When sink connector trying to read records from Kafka - I got exception - "Avro schema must be a record." I didn't get why I got this error, cause I don't use any avro format.
The full stack trace:
org.apache.kafka.connect.errors.ConnectException: Exiting WorkerSinkTask due to unrecoverable exception.
at org.apache.kafka.connect.runtime.WorkerSinkTask.deliverMessages(WorkerSinkTask.java:631)
at org.apache.kafka.connect.runtime.WorkerSinkTask.poll(WorkerSinkTask.java:333)
at org.apache.kafka.connect.runtime.WorkerSinkTask.iteration(WorkerSinkTask.java:234)
at org.apache.kafka.connect.runtime.WorkerSinkTask.execute(WorkerSinkTask.java:203)
at org.apache.kafka.connect.runtime.WorkerTask.doRun(WorkerTask.java:188)
at org.apache.kafka.connect.runtime.WorkerTask.run(WorkerTask.java:243)
at java.base/java.util.concurrent.Executors$RunnableAdapter.call(Executors.java:515)
at java.base/java.util.concurrent.FutureTask.run(FutureTask.java:264)
at java.base/java.util.concurrent.ThreadPoolExecutor.runWorker(ThreadPoolExecutor.java:1128)
at java.base/java.util.concurrent.ThreadPoolExecutor$Worker.run(ThreadPoolExecutor.java:628)
at java.base/java.lang.Thread.run(Thread.java:829)
Caused by: java.lang.IllegalArgumentException: Avro schema must be a record.
at org.apache.parquet.avro.AvroSchemaConverter.convert(AvroSchemaConverter.java:124)
at org.apache.parquet.avro.AvroParquetWriter.writeSupport(AvroParquetWriter.java:150)
at org.apache.parquet.avro.AvroParquetWriter.access$200(AvroParquetWriter.java:36)
at org.apache.parquet.avro.AvroParquetWriter$Builder.getWriteSupport(AvroParquetWriter.java:182)
at org.apache.parquet.hadoop.ParquetWriter$Builder.build(ParquetWriter.java:563)
at io.confluent.connect.s3.format.parquet.ParquetRecordWriterProvider$1.write(ParquetRecordWriterProvider.java:102)

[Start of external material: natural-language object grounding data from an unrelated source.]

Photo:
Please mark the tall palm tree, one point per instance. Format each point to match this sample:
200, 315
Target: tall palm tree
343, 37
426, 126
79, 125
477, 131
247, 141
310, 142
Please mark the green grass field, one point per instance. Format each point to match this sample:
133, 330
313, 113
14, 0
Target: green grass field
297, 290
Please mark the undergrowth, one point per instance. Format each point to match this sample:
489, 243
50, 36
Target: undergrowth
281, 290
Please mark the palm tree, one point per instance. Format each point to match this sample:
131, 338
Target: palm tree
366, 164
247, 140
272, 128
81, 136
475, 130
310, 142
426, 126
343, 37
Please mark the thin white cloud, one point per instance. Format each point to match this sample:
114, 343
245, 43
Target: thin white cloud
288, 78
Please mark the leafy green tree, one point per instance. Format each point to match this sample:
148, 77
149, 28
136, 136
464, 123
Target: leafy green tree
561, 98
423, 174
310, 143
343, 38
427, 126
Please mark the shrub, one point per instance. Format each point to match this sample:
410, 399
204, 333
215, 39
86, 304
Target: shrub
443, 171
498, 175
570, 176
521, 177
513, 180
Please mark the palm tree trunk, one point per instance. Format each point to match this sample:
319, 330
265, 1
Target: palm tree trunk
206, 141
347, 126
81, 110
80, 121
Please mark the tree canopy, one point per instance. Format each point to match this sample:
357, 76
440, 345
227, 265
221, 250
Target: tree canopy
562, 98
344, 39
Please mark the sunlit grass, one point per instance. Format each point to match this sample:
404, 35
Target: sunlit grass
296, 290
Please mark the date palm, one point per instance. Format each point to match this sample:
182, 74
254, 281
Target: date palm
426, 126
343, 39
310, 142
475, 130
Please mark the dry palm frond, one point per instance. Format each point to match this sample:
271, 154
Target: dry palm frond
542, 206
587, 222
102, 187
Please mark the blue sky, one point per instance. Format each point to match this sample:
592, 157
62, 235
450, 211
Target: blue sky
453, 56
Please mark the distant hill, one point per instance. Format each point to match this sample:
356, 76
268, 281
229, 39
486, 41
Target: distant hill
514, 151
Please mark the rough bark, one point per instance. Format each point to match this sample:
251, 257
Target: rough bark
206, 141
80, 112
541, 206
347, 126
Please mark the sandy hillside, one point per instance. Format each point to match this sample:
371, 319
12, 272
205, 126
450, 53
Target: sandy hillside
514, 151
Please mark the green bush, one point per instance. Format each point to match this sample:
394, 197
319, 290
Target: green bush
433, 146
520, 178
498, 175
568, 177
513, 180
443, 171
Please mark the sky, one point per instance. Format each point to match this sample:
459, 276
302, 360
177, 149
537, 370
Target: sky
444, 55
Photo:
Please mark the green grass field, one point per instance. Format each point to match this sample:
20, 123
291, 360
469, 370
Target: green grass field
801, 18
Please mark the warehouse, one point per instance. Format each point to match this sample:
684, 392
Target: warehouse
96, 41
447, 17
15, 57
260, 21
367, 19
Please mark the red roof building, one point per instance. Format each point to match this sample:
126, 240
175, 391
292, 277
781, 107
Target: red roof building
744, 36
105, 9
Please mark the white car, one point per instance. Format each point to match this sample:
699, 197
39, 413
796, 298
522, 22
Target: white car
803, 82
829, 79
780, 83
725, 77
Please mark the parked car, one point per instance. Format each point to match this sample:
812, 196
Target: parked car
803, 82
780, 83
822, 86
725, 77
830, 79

at io.confluent.connect.s3.format.S3RetriableRecordWriter.write(S3RetriableRecordWriter.java:46)
at io.confluent.connect.s3.format.KeyValueHeaderRecordWriterProvider$1.write(KeyValueHeaderRecordWriterProvider.java:107)
at io.confluent.connect.s3.TopicPartitionWriter.writeRecord(TopicPartitionWriter.java:562)
at io.confluent.connect.s3.TopicPartitionWriter.checkRotationOrAppend(TopicPartitionWriter.java:311)
at io.confluent.connect.s3.TopicPartitionWriter.executeState(TopicPartitionWriter.java:254)
at io.confluent.connect.s3.TopicPartitionWriter.write(TopicPartitionWriter.java:205)
at io.confluent.connect.s3.S3SinkTask.put(S3SinkTask.java:234)
at org.apache.kafka.connect.runtime.WorkerSinkTask.deliverMessages(WorkerSinkTask.java:601)
Version of S3connector - 10.3.0 Version of kafka-connect - 7.0.1
Upvotes: 2
Views: 1153
Reputation: 191738
You need to not use ParquetFormat, or you need to produce Avro. ParquetFormat requires Avro (source of S3 sink).
Upvotes: 0